Irena Wojtkiewicz-Pałecz

Irena Wojtkiewicz-Pałecz

Ur. 17.12.1941 Zm. 18.06.2016

Wspomnienie

18 czerwca 2016 roku zmarła Profesor Irena Wojtkiewicz – Pałecz. Pierwszy Biolog Siódemki. Nasz Wychowawca, Nauczyciel i Przyjaciel. „Była pięknym człowiekiem. Takich nauczycieli spotyka się rzadko. Kochała swoją pracę i kochała swoich uczniów. Delikatna, wesoła i życzliwa. Nie była wychowawczynią mojej klasy, ale całą grupą uważaliśmy ją za "swoją". Wszystkie przerwy spędzaliśmy na zapleczu gabinetu biologicznego.
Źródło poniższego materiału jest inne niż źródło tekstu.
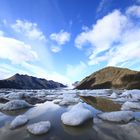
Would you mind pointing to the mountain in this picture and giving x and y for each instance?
(75, 83)
(28, 82)
(111, 78)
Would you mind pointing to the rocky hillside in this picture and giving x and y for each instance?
(111, 77)
(28, 82)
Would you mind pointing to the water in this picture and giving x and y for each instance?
(48, 111)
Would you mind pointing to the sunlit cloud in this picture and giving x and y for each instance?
(133, 10)
(61, 38)
(16, 51)
(28, 29)
(114, 39)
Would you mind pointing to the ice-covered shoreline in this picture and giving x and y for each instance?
(42, 101)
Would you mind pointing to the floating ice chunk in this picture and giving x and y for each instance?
(14, 105)
(39, 128)
(131, 131)
(68, 99)
(18, 121)
(14, 95)
(130, 106)
(77, 115)
(57, 101)
(131, 94)
(114, 95)
(117, 116)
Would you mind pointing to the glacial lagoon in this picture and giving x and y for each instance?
(56, 102)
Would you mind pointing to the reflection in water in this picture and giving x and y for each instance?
(101, 103)
(59, 131)
(15, 112)
(78, 130)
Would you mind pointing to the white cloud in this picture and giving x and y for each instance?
(55, 49)
(29, 29)
(133, 10)
(75, 70)
(105, 32)
(114, 39)
(101, 5)
(61, 38)
(16, 51)
(43, 73)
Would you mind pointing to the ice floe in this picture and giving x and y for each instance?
(39, 128)
(18, 121)
(131, 94)
(117, 116)
(77, 115)
(114, 95)
(131, 106)
(14, 105)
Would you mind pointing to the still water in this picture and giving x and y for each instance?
(90, 130)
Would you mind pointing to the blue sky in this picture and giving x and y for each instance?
(66, 40)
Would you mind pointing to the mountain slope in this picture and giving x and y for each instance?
(111, 77)
(28, 82)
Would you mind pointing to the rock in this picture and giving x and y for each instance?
(39, 128)
(131, 106)
(18, 81)
(111, 78)
(18, 121)
(14, 105)
(76, 116)
(117, 116)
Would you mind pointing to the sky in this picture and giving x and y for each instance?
(67, 40)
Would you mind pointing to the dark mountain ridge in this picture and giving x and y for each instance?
(111, 78)
(18, 81)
Dużo o sobie opowiadała. Z jakimś smutkiem ale też optymizmem. Zwierzaliśmy się jej i ona nam. Zadziwiające ile historii pamiętam z jej życia. Nawet to zdjęcie, które mi kiedyś pokazała - wielka niemiecka rodzina patrzy w obiektyw aparatu. A jedna ze starszych kobiet odgania, poruszoną na zdjęciu, małą dziewczynkę. To było zdjęcie wojenne. Jej rodzice byli wywiezieni na roboty do Niemiec. Była z nimi mała Irena. Wbiegła niesfornie przed obiektyw kiedy niemiecka rodzina robiła sobie zdjęcie. Ponieważ uważali zdjęcie za nieudane podarowali jej rodzicom. Ostatni raz rozmawiałam z nią przez telefon podczas 40-lecia szkoły. Na uroczystość już nie przyjechała. Miała kłopoty z poruszaniem się. Ale głos był taki jak dawniej. Czuję się jakby odszedł ktoś bardzo bliski. Zawsze za mało spotkań i za mało rozmów. Te jej historie pamiętam... Pamiętam spotkania z nią i radość z jaką zawsze nas witała.” „Strasznie żal... moja wychowawczyni w liceum i nauczycielka biologii. Mądra i ciepła... z nieuków robiła studentów medycyny, mądrale pchali się do Niej na przerwach i po lekcjach, aby porozmawiać, wypić herbatę, zjeść kisiel... pojechać na wycieczkę w góry...albo łazić 2 tygodnie w Beskidzie Niskim... mądry Anioł... ale z charakterem i odwagą. Pewnie wszyscy beczą...” „Serce pękło. Myślę, że to czego od Niej nauczyliśmy się, poniesiemy dalej w życie. Potrafiła wysłuchać, pochylić się nad każdą istotą, kwiatkiem. Ilu absolwentów zna łacińskie nazwy kwiatów, ziół, ilu z nas kocha zwierzęta... Jej głos, charakterystyczny... Pytana o swoje zdrowie, odpowiadała: Nie ma o czym opowiadać. Nikt tak nie umiał słuchać jak Ona.” „Jej definicje żywego organizmu pamiętam do dziś. Wściekała się, gdy zaliczaliśmy do nich wirusy. Cześć Jej pamięci!” „Wielki Pedagog, Wielki Człowiek i wielki mój żal po Jej odejściu. Pani Profesor bardzo dziękuję za wiedzę, zrozumienie i kminek.” To są fragmenty wspomnień absolwentów VII Liceum Ogólnokształcącego im. K.K. Baczyńskiego we Wrocławiu. Pani Profesor, pozostanie Pani na zawsze w naszych sercach!